Not all margarines are created equal — some contain trans fat that actually increases blood cholesterol levels and the risk of heart disease, so read the ingredients labels carefully before you make your choice. So, yes, while neither fats are truly healthy, some margarines used in moderation are fine.
The MPI, New Zealand’s Ministry of Primary Industries, is introducing “HSR’s” or 5 Star Health Star Ratings, an Australasian standardised system, to replace the old heart tick. Meanwhile, check out healthstarrating.gov.au but be warned, the rating changes frequently as new evidence comes onstream.
Please don’t cook with margarine
Margarine is the convenient spread for sandwiches and it’s usually cheaper than good butter but if you are using margarine for cooking or baking please don’t. Ever! Replace it with a good liquid vegetable oil instead.
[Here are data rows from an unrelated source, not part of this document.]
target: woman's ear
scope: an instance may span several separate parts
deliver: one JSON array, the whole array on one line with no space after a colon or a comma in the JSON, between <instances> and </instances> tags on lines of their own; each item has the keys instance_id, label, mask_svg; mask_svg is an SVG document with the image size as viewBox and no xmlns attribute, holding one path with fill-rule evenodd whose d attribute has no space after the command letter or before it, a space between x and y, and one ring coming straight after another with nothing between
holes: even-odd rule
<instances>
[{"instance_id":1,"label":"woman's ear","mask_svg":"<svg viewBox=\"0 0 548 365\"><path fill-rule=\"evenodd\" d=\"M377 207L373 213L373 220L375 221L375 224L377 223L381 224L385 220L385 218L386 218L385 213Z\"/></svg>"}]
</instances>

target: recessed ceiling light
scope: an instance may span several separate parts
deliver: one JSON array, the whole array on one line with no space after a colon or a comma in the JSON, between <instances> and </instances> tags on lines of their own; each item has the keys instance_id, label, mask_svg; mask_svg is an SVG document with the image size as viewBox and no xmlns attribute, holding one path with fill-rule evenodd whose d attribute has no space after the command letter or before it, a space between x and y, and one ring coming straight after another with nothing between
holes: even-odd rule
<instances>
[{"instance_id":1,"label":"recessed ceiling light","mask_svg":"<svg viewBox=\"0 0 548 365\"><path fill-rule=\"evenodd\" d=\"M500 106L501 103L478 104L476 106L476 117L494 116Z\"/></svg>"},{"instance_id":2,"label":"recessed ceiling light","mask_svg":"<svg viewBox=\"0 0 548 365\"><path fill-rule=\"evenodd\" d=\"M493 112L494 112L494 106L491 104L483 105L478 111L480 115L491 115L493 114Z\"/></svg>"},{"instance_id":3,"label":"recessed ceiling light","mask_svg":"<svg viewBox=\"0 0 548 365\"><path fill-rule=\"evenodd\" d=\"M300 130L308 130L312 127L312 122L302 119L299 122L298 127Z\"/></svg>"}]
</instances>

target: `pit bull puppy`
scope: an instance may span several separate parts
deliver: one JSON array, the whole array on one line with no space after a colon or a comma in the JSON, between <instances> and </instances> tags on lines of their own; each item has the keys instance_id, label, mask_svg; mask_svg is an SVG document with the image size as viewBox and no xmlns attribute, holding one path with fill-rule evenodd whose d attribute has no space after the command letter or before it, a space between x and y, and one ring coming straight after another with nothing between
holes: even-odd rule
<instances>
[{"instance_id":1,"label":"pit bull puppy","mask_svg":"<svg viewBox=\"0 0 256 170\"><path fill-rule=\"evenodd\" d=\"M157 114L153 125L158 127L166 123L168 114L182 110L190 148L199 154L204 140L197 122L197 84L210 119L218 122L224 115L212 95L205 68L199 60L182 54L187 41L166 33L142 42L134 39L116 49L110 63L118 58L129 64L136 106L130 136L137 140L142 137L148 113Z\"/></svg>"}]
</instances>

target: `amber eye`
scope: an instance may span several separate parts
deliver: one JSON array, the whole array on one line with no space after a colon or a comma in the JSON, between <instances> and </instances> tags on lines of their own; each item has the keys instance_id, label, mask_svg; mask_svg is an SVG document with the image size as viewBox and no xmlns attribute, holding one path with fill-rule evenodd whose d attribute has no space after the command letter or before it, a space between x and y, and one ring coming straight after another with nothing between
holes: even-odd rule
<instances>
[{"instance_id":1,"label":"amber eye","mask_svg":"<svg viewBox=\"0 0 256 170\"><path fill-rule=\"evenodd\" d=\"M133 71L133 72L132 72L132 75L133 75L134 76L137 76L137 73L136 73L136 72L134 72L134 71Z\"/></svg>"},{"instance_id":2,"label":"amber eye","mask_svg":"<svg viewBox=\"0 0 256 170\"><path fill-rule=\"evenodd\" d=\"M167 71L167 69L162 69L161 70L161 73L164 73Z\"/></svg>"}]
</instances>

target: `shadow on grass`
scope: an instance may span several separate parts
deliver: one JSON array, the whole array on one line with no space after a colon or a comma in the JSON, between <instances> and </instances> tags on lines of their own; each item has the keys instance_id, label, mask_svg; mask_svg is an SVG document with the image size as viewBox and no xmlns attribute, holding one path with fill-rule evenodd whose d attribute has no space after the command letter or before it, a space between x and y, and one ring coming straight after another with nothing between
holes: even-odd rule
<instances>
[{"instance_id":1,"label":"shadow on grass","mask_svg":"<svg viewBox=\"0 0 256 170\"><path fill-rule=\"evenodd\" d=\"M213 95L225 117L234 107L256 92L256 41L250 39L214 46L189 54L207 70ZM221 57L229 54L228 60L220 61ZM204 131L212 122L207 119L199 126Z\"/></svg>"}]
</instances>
I use butter for lightly frying fresh fish or scallops (with a touch of garlic) but a good olive oil for frying everything else. Use avocado oil if you can afford it which has a very high smoke point, upwards of 270 ° C. Blander vegetable oils can replace butter in baking if you wish.
Butter can be used for a spread too, either use the semi-soft butter option, a butter softener in your fridge if you have one or like me, leave the butter out for a few minutes before use.
It’s a matter of taste
Butter, I believe, has superior taste. Margarine has superior “spread” convenience at a better price point.
Both options are “healthful” to a point but be sparing with either choice. Butter contains 100 calories and 12 grams of fat per tablespoon so factor that in.
If price is your only concern you can make your own. Seriously. Butter is made simply from pasteurised cream with a little optional salt added.
It’s your choice
The bottom line, butter or margarine? It’s your choice - but choose your margarine very carefully. The old heart ticks on the tub made it easier to choose a good margarine but until the 5 Star HSR rating is fully implemented do your homework.
As an essential fat, I use way more vegetable oils including virgin olive oil in daily cooking and flaxseed oil in my daily smoothies. I will always opt for simple, real, honest foods, seasonal fruits and vegetables and I will shun foods that are complex and processed.